Monday, November 16, 2009

Immortality takes on a new achievability



The retro-causal theme of Cern Zoo has, in many ways, been taken over by the later real history of the Large Hadron Collider as reported in the world’s various media during recent days and weeks. The bird with the beget bread in its beak now leading us, two by two, towards Nemo's Ark. The respected scientists who seriously proposed that the Collider was sabotaging itself from the future. Just symbols, perhaps, but they have given a new dimension that could not have been foreseen when initiating the Nemonymous ‘win immortality’ competition all those months ago: HERE
This unique competition is still open until 31 December 2009. And all its implications have yet to be played out while, even as we speak, new dimensions of the Cern Zoo open up day by day in parallel with real events.

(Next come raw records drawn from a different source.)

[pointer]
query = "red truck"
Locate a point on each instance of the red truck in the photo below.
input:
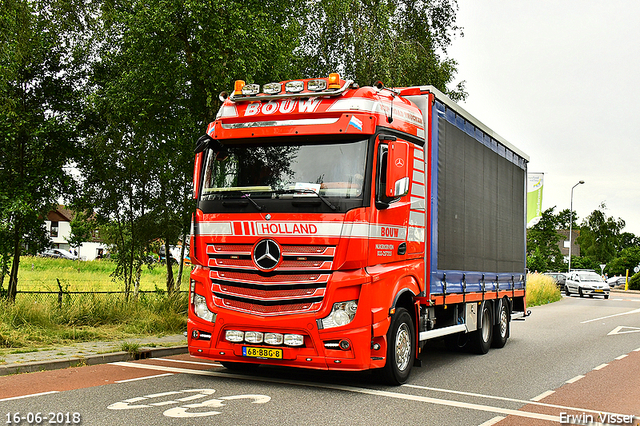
(341, 227)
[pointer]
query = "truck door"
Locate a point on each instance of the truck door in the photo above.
(390, 216)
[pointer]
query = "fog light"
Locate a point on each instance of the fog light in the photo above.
(273, 338)
(341, 314)
(293, 340)
(234, 336)
(253, 337)
(201, 309)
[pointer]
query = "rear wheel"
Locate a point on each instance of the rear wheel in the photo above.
(501, 329)
(481, 338)
(401, 348)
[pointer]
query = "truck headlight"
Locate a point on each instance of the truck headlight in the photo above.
(342, 313)
(201, 309)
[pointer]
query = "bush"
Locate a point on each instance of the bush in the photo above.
(634, 282)
(541, 290)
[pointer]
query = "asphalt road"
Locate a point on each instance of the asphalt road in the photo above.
(577, 357)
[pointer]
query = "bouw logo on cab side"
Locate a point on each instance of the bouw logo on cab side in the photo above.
(283, 106)
(389, 232)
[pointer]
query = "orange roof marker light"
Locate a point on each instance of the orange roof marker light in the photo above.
(317, 85)
(237, 87)
(334, 80)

It is not beyond the realms of imagination that the prize to be won now is not simply a fabricated, semi-laughable version of immortality, not simply a gimmick of publicity to underpin a ‘guess-the-author’ competition, but soon to become an immortality that is achievable. A fictionhead. Dr Who’s own water-park of forever. A flashy FlashForward.
After all, Cern Zoo was originally a near anagram of the previous Cone Zero and Zencore books, but it then beget from itself a hindsight destiny when a real professor duly gave a lecture entitled ‘Visit to the Cern Zoo’ on 4 February 1995: as indicated HERE.